I had the sublime pleasure of hearing bits of "Only Shallow" and "Soon" on my car radio. On NPR! As I've already posted the video for the former, here is the video for "Soon":



The get-together was quite nice, and I got to meet a few local bloggers I've never met before. Inevitably, among the discussions of politics, blogging, and athletic competitions, there was some discussion of the recent/long-coming economic meltdown. On the way home I was treated to the whole of President Bush's speech on the crisis. For the first three-quarters of it, as he announced an overview of what had happened and how we had gotten here, it was like listening to a school filmstrip presentation narrated by Andy Griffith - probably not the sort of effect a speech on a major financial disaster delivered by our first MBA President should have gone* had.

Both the discussions at the bar and the speech ands it the* and the post-speech on-air analysis emphasized the point that this disaster is incredibly, incredibly huge. Having already decided I would be posting the My Bloody Valentine video, I figured I may as well pick a few other videos to post.

Everclear, "Santa Monica"
A favorite of the band 3 Brix Shy.

We can live beside the ocean
leave the fire behind
swim out past the breakers
and watch the world die



U2, "Until the End of the World"
Not an end of the world song. A song from the point of view of one New Testament character, sung to another.

In the Garden I was playing the tart
I kissed your lips and broke your heart
and you
you were acting like it was the end of the world...



Here's a song by The Cure I've never heard before, called "The End of the World":



UPDATE, 9/25/08: Here's a song I was trying to remember yesterday but couldn't. Fortunately I was able to hum it well enough to be able to squeeze enough lyrics out of an older officemate to seed a Google search: "The End of the World" by Skeeter Davis:



I was really trying to find REM's "It's the End of the World as We Know It (And I Feel Fine)", but the only official version I could find is non-embeddable. But I did find this version, which seems somewhat more appropriate at the moment:



So. Have a pleasant end of the world! See you tomorrow!


*More proof that I should not blog while tired.

5 comments:

Zen said...

It was a pleasure to meet you. I can't wait for the next meeting.
Z

NEPAConservative said...

Even though you're a douchebag liberal, you like beer. So in my book, that makes you ok :)

~NEPA

Gort said...

Another successful get together resulting in no hospitalizations or arrests.

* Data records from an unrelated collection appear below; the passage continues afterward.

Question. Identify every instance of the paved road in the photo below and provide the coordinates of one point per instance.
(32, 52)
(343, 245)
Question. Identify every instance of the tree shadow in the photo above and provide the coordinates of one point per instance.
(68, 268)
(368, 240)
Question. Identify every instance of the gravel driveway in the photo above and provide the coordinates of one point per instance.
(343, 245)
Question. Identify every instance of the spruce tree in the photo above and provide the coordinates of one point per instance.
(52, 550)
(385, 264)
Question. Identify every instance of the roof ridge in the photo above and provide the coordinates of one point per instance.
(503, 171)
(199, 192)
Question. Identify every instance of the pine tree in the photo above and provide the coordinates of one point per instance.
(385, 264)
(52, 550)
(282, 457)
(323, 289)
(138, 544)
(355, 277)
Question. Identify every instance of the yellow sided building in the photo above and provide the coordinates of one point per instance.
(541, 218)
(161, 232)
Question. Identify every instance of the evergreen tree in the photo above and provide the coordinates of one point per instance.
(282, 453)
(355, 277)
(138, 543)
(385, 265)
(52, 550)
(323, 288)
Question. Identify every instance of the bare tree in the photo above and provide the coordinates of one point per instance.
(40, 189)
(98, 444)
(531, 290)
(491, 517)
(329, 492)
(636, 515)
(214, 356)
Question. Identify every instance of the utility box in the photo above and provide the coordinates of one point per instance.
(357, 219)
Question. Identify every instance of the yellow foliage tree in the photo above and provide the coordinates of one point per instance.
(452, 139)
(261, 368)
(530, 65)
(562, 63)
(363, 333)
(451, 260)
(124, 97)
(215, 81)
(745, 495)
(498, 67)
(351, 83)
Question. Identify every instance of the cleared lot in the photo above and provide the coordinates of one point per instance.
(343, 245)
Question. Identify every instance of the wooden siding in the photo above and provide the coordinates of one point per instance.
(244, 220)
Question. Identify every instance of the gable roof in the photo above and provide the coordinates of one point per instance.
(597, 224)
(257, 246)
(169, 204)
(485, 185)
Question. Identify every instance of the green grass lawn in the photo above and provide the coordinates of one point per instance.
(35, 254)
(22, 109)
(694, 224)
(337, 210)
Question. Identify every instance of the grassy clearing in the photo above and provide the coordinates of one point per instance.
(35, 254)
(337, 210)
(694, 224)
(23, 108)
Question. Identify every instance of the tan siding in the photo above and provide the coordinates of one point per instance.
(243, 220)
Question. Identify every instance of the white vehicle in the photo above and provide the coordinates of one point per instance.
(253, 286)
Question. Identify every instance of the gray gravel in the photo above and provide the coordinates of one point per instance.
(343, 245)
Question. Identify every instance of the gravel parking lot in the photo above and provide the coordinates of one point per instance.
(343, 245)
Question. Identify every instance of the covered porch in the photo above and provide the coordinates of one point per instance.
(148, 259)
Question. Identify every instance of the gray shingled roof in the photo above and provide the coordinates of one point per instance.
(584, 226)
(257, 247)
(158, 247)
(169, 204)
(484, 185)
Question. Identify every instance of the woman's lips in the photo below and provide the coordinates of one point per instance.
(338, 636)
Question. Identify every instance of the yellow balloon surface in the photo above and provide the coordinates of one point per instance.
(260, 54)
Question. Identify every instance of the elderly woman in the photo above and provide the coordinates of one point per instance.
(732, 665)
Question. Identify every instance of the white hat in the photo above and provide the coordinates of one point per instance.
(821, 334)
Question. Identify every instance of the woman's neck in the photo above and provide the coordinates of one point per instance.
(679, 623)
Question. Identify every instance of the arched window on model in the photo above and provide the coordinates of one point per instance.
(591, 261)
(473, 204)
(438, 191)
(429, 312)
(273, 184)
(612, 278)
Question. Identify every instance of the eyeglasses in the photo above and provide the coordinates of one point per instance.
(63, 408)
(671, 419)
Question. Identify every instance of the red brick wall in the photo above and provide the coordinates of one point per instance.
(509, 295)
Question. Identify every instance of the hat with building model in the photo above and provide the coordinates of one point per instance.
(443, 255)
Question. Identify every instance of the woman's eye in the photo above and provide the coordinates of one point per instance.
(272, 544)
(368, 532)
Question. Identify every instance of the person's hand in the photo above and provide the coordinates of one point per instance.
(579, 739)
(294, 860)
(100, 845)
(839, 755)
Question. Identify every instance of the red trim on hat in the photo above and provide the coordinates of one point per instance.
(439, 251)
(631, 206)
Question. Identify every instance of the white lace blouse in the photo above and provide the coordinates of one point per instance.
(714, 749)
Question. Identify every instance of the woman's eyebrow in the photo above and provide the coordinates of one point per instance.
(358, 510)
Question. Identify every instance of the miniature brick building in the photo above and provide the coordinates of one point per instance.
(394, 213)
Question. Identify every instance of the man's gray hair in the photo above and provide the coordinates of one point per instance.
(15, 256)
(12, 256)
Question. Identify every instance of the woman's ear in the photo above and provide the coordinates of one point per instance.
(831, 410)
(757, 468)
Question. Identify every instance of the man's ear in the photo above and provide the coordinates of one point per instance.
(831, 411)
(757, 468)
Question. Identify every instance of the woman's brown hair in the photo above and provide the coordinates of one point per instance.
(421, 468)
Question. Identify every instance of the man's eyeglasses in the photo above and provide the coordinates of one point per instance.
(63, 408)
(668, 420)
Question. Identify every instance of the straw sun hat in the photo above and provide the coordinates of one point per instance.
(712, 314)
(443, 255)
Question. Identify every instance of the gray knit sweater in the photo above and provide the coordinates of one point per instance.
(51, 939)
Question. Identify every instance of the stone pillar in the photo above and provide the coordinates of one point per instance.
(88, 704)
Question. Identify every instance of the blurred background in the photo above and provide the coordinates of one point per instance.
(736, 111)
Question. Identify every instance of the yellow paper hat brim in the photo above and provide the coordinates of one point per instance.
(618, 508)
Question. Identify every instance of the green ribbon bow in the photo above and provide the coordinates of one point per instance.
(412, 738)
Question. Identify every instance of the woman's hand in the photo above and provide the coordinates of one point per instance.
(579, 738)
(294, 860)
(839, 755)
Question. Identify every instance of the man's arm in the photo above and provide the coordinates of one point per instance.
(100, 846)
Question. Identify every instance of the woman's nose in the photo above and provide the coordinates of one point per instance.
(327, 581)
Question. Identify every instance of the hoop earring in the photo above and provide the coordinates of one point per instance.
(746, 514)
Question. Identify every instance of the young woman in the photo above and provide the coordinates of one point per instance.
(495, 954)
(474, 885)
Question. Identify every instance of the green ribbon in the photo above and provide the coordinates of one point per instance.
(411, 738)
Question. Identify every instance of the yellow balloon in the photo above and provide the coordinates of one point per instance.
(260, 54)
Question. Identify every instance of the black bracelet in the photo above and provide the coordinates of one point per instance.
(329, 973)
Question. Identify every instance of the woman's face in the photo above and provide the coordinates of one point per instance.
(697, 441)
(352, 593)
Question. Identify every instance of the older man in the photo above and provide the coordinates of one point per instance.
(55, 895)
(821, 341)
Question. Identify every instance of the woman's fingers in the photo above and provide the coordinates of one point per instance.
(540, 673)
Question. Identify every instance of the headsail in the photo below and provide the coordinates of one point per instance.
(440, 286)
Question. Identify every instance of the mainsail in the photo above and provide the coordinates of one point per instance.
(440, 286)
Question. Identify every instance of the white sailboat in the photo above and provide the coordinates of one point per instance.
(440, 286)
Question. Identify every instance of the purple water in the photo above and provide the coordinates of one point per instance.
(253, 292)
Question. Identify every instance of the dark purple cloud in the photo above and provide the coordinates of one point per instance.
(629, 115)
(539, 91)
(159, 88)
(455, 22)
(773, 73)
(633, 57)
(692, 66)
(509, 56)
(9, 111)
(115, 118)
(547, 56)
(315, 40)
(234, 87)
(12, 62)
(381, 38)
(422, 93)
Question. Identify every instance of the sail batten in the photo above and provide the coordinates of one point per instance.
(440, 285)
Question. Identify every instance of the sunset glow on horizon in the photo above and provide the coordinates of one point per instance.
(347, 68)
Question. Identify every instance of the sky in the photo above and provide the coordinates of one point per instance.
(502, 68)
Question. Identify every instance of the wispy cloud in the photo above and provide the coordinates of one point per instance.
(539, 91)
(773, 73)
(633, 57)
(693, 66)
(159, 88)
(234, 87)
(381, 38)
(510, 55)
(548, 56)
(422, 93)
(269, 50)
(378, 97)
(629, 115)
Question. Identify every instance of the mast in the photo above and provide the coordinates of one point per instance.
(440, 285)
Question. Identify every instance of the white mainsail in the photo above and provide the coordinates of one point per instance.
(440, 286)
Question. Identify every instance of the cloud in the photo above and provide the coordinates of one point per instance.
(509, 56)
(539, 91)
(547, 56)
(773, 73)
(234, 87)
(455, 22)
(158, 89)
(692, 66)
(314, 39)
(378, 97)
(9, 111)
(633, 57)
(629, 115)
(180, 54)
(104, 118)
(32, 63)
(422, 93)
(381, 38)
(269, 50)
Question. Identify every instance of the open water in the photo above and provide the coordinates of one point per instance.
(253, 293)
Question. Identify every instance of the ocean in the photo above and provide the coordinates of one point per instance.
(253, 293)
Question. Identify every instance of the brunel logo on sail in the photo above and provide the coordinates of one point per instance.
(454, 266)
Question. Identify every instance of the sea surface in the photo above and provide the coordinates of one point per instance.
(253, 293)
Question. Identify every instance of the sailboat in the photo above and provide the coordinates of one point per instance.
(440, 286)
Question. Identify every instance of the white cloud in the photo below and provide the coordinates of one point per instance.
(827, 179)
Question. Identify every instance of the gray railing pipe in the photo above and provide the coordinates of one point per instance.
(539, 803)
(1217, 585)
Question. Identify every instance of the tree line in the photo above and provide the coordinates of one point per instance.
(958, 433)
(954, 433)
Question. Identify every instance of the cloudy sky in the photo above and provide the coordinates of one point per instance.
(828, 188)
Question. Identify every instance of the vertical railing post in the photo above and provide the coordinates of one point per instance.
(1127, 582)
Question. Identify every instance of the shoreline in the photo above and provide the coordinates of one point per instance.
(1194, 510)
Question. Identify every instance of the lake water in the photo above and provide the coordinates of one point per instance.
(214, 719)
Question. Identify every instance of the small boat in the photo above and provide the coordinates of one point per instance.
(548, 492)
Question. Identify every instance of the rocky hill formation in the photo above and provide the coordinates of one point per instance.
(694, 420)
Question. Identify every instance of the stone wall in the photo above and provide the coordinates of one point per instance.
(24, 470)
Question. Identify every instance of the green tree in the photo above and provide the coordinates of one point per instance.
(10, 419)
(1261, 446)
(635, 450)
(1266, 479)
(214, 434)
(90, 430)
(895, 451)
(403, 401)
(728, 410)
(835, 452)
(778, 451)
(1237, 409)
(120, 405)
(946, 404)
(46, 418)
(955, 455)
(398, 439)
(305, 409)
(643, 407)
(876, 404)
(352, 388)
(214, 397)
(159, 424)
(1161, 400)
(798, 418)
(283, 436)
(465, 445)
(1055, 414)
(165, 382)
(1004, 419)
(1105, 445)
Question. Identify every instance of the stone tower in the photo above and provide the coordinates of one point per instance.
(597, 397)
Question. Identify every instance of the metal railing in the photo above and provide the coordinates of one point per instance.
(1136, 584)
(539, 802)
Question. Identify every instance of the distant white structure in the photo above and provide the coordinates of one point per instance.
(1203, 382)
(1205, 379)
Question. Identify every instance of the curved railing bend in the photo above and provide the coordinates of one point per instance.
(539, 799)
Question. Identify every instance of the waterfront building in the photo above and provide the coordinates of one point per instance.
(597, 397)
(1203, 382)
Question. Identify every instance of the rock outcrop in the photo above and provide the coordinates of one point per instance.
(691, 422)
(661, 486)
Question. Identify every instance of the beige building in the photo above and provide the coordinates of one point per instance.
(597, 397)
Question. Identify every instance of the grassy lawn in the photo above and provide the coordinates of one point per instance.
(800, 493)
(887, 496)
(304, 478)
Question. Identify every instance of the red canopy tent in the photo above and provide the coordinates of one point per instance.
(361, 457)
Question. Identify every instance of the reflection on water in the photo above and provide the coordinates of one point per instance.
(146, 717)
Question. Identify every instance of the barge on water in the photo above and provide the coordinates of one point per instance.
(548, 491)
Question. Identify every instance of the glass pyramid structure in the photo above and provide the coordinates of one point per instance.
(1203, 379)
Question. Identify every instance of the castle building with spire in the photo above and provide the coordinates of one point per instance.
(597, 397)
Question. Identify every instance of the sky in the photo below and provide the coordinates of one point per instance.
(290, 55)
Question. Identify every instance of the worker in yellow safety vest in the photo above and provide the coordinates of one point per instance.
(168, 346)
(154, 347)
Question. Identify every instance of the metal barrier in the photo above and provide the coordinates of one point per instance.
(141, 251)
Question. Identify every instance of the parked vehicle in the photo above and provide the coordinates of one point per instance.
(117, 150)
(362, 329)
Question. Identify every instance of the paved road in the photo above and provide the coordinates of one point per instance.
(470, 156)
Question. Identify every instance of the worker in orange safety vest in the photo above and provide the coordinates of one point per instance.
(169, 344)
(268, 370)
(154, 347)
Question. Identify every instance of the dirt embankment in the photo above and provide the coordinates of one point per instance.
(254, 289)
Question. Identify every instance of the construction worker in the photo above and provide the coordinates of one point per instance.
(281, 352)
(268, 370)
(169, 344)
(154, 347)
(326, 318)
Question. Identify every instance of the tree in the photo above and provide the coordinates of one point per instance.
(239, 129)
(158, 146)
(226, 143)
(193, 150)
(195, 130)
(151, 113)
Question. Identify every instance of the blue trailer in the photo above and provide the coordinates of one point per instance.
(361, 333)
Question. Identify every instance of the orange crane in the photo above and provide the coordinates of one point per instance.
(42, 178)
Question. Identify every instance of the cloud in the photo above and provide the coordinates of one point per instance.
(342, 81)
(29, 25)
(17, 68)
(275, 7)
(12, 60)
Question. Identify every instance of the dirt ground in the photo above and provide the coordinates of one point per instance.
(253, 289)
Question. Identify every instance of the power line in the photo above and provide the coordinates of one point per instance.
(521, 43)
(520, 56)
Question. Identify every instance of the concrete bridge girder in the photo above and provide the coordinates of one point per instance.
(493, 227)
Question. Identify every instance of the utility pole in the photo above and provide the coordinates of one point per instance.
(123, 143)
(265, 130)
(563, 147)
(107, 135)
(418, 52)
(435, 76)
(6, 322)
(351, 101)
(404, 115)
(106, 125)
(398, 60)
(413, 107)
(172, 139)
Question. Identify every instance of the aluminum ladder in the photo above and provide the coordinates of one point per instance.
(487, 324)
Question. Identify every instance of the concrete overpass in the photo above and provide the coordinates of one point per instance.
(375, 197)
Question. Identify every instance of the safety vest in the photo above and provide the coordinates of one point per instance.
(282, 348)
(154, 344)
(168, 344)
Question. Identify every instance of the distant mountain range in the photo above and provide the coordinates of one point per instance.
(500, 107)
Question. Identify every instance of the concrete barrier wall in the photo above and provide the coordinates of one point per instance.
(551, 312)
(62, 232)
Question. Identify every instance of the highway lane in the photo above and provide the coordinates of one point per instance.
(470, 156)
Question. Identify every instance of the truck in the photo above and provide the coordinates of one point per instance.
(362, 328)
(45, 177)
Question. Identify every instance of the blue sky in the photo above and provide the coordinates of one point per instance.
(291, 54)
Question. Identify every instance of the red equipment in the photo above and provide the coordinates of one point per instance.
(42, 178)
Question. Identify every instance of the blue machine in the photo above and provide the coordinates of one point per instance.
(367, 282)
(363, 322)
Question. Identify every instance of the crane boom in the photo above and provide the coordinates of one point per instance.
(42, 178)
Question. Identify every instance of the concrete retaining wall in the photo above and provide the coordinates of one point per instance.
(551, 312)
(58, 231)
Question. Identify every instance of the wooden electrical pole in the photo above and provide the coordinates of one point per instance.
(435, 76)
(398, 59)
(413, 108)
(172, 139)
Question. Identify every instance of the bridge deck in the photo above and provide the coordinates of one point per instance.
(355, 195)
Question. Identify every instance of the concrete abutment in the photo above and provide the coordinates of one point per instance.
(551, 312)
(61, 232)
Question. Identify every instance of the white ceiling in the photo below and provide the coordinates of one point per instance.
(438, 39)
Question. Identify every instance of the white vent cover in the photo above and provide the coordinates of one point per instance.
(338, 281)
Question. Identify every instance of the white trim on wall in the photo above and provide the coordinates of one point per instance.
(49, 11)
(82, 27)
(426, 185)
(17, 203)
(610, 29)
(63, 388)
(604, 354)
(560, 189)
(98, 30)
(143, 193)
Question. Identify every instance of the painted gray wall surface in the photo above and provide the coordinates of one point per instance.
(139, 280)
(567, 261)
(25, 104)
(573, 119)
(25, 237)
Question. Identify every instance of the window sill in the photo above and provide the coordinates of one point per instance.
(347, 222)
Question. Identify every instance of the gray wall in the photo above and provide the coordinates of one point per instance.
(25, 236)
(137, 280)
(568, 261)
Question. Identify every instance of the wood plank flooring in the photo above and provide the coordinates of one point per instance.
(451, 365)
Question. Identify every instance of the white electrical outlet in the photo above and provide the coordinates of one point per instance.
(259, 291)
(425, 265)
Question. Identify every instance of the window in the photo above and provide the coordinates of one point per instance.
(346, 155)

We will make it through this crises as long as the bars, dental floss manufacturers and makers of feminine hygiene products don't go under.

hedera said...

It isn't a rock band, exactly, and I don't have a video to post (although it's been published on DVD) but I've always liked the World Without End (at the end of the world) solo from Leonard Bernstein's MASS.

D.B. Echo said...

It was a pleasure to meet you all. Even that douchebag nepaconservative!